A pesquisa ouviu 2.624 jovens, entre os dias 11 e 16 de janeiro, em 63 municípios do país onde a empresa mantém unidades. 46,8% deles se declaram brancos, 37,6% pardos, 12,7% pretos, 1,8% amarelos e 1,1% indígenas. A maioria dos entrevistados (50,3%) é do sexo masculino, tem entre 15 a 19 anos (53%) e cursa o Ensino Médio (54,4%).

Ainda em relação às redes sociais, onde o tema é recorrente e os jovens estão muito presentes, 35,9% acham que elas estimulam a discussão do tema positivamente e 13% acreditam que elas incentivam um ativismo virtual exagerado e nada prático.


Nesse aspecto, o que acontece, na avaliação de Jacqueline Damasio, é que os jovens sabem que a discussão é coerente, proveitosa e necessária, "só que nós estamos vivendo num momento em que os jovens, principalmente os periféricos, eles querem a prática antirracista, porque de discurso todo mundo já está de saco cheio", pondera.

Isso explica porque a militância que fica só nas redes sociais, está perdendo espaço para o ativismo. "Estamos falando de atividades, quais vão levar para essa população que geralmente é preta e periférica, uma outra condição de vida".

Quanto à falta de políticas públicas apontada por 77,1% dos jovens como um problema para enfrentar o preconceito racial com seriedade, Jaqueline Damasio acredita que os municípios estão se atentando para a pauta racial agora, também é uma demanda nova no campo político, mas ressalta que este é um trabalho de formiguinha. "Nós temos muitos discursos de que somos todos iguais e este discurso acaba nos inviabilizando, é um contra discurso. Nós não somos todos iguais e precisamos avançar nas diferenças que nós temos. Se o discurso é que somos todos iguais, então não tem por que uma política pública específica. Na verdade a gente precisa ressaltar as diferenças e a partir dessas diferenças averiguar quais são as demandas e aí sim ter condições de pensar em políticas públicas específicas para a população negra, tanto na educação, na saúde, aí sim a gente vai começar avançar um pouco mais".

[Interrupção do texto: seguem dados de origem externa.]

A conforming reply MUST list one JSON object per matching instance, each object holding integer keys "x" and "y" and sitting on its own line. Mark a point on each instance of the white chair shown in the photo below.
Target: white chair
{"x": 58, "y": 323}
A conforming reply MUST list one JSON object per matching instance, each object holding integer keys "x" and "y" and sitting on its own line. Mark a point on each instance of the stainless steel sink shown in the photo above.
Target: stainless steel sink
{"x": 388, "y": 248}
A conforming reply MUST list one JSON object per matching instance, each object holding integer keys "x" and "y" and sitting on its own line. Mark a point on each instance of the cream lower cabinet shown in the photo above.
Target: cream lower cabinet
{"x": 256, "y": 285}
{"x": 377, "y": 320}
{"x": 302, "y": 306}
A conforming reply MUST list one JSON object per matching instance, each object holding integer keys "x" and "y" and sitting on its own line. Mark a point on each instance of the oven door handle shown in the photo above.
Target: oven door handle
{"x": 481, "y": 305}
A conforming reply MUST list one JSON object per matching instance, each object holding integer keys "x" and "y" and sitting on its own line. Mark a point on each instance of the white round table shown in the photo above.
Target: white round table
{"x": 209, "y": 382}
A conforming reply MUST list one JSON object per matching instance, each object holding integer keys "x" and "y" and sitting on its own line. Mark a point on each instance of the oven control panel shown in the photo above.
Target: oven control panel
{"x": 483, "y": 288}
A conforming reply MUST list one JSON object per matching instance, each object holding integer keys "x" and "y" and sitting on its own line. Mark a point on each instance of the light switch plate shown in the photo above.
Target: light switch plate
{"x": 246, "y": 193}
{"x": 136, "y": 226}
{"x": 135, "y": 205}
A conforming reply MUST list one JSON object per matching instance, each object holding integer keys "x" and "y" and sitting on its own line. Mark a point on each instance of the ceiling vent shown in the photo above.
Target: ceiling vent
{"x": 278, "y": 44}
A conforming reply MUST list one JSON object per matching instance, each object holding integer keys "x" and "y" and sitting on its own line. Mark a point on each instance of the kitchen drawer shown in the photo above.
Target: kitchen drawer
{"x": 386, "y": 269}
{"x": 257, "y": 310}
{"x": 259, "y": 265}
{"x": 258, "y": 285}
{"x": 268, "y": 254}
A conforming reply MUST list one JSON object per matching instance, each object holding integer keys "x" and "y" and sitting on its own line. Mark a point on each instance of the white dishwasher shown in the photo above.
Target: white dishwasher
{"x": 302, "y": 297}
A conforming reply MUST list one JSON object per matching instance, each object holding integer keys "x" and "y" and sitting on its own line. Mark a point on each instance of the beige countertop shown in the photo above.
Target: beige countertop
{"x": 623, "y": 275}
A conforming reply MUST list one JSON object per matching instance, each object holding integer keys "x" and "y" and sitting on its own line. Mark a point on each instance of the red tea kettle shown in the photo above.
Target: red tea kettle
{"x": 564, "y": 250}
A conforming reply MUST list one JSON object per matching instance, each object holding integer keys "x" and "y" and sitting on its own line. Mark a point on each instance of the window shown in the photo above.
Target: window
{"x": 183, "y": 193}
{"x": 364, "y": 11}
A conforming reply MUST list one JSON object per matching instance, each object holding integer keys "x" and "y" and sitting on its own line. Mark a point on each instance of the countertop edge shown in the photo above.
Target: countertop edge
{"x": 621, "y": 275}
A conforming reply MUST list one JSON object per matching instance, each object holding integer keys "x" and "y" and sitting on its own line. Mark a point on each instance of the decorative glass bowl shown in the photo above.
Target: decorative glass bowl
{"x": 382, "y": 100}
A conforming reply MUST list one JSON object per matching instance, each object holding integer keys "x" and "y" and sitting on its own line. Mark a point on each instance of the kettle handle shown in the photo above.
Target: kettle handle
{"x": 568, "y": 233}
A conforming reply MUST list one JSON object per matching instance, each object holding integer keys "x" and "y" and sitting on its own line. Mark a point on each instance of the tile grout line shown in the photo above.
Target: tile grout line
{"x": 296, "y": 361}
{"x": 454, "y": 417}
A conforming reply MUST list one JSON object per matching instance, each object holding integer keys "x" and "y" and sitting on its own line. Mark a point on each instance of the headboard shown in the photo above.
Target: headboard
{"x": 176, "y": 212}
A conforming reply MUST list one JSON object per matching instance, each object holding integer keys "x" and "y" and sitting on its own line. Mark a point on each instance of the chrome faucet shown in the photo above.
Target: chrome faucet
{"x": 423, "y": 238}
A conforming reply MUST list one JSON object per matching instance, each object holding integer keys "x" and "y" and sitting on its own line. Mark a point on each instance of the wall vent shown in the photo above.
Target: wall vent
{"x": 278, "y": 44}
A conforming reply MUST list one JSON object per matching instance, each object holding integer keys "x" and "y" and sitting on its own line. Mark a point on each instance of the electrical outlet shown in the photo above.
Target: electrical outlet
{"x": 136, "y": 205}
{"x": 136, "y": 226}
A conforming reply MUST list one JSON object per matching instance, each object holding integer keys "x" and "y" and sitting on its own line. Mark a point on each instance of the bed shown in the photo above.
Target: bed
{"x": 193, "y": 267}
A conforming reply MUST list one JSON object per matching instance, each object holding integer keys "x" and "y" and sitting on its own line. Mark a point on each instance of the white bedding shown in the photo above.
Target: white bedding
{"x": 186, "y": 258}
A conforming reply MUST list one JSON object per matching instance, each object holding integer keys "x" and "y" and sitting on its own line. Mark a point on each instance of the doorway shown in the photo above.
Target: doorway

Dos pesquisados, 40,9% admitem que já foram vítimas (ou algum familiar) de algum tipo de preconceito, discriminação, humilhação ou deboche por causa da cor ou raça. A maioria (56,9%) também diz que já presenciou algum tipo de discriminação racial contra outra pessoa. Nesses casos, 92,8% defende que a atitude a se tomar é denunciar, pois é uma forma de enfrentar o problema. Já 2,3% preferem ficar quietos, por achar que não resolve e 4.9% não souberam responder.

A pesquisa mostra ainda que o preconceito racial também se manifesta na desigualdade social, de oportunidades e de tratamento entre negros e brancos no Brasil. Para 63% dos entrevistados, os negros no Brasil não têm as mesmas oportunidades e diretos que os brancos, enquanto 28,5% acham que sim e 8,6% não souberam responder. Por outro lado, 71,7% dos jovens acreditam que os brancos têm mais chance de conseguir emprego no Brasil.

A maioria (86,9%) também acha que no Brasil as chances de uma pessoa negra ser abordada de forma violenta ou ser morta pela polícia são maiores que os brancos.

Quanto às cotas raciais nas universidades, 61% dos entrevistados se dizem favoráveis pois acreditam que a medida ajuda a minimizar a desigualdade, enquanto 17,4% são contra pois acreditam que a medida além de protecionista, não resolve o problema, e 21,6% são indiferentes.

Em relação ao Coronavirus, apesar dos estudos apontarem que a Covid 19 matou mais negros que brancos, a maioria dos jovens (46,9%) acredita que a pandemia atinge a todos indistintamente. Já 39,8% acham que ela afetou mais os negros, pois grande parte da população negra é mais vulnerável social e economicamente.

A pesquisa também quis saber se os jovens hoje são menos racistas que a geração de seus pais. 48,7% acham que são menos racistas, 26,1% mais racistas, e 25,2% são tão racistas quanto. Ou seja, apesar de toda discussão em torno do tema e dos avanços, a soma dos que acham a nova geração mais ou tão racista quanto as anteriores, ainda prevalece.